Gruesome Playground Injuries
This sweet, delicate and frequently very funny little play touches your heartstrings without insistently yanking at them, and its decorum is much of its charm.
We first meet Kayleen (Mariah Gale) and Doug (Felix Scott) as children in a school nurse's office—she has a dodgy tummy that hints at emotional problems, while he is accident-prone, if by accident you mean riding his bicycle off the school roof in imitation of daredevil Evel Knievel.
In the next eighty minutes playwright Rajiv Joseph and director Justin Audibert will take us through the following decades, not in chronological order, with further scenes in school and then at roughly five year intervals afterwards.
Doug will retain his propensity for body-damaging lapses of judgement (playing with fireworks, standing outside in a lightning storm) while Kayleen's emotional and psychological fragility will become more and more evident.

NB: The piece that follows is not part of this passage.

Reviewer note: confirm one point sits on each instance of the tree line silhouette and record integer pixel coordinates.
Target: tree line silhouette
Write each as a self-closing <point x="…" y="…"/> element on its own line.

Throughout, though leading separate lives, they will somehow be there for each other at crisis moments, though an addition to the quiet pathos of the piece is that they will somehow always be just out of sync, taking turns reaching out to each other just as the other is self-protectively closed up.
The story of two damaged people finding each other has been told before, and Joseph's play doesn't quite shake off the shadow of a whole genre of 'heart-warming' movies.
What sets it apart, aside from the admirable fact that he doesn't force an arbitrary happy ending on the tale, is the delicacy with which he tells it, acknowledging the limitations and occasional ridiculousness of the two characters and never shoving the sentiment in your face.
Director Audibert and his actors capture this delicate touch perfectly, allowing us to come to the characters and the emotions. Mariah Gale wisely keeps Kayleen a little too closed-up and unknowable for her to become a stock tragic heroine, while Felix Scott lets us consider the possibility that Doug is just too dumb to be allowed out by himself (and no less attractive a chap for that).
Lily Arnold's design creates an angled transverse that adds a touch of Caligari-style skew to things, and the director and actors nicely incorporate the several costume changes and painting-on of scars and bruises into the magical reality of the play.